My armies are in full retreat:
the cannons cold,
boots worn down,
muskets jammed and rusted --
Well fought and ready for rest.
My men seek shelter deep,
deep enough that hands cannot reach,
and they shall stay there for, perhaps, ever.
I was always told "no,"
that money ran the world
and a passion for words will not be enough,
that I will fail...
So my army is in retreat,
tired of fighting a constant defense,
using our last resources to build a keep
to lock away every imaginative flutter of golden butterflies,
and hide away any stray flicker of a thoughtful flame.

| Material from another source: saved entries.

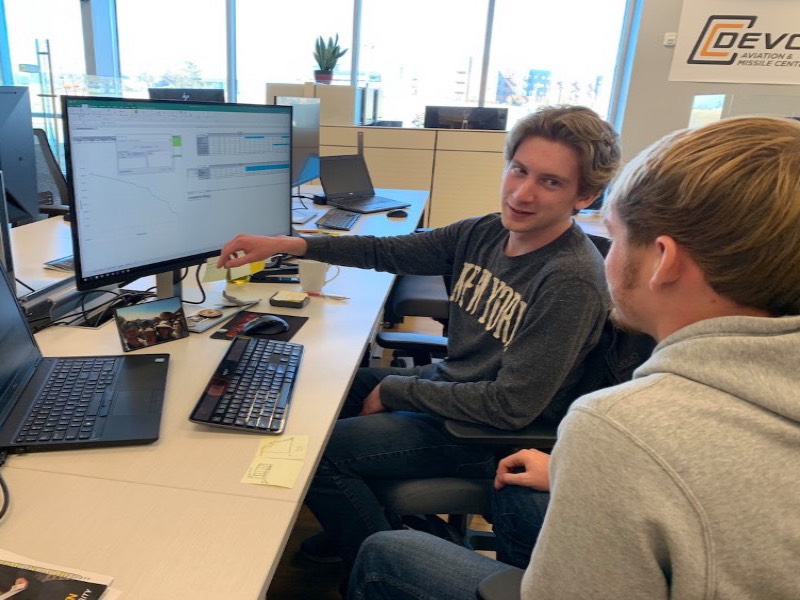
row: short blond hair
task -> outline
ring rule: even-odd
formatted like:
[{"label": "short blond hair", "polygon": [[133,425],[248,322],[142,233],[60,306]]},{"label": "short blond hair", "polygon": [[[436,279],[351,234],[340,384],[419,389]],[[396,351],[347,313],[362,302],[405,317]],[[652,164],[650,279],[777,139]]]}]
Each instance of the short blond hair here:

The oak trees of my mind's forest have been cut down,
nothing but stumps and leaves
and the smell of industrial smoke
from the bark of my oaks.
This time next year,
I hope not to be completely dead inside
that, somehow, deep in the keep of my soul,
a willow will weep beautiful tears
for lost soldiers and fallen oaks.
Perhaps the keep will thrive,
fighting off the countless sieges
and housing pilgrim dreams.
Perhaps the conquerers will be kind,
offering mercy to the innocent
and a quick death to the ones who deny "no."
It breaks my heart to call retreat,
but a small, crumbling, wounded dream
is better than no dream at all.
"You can't make money with words, you need to stop while there's still time."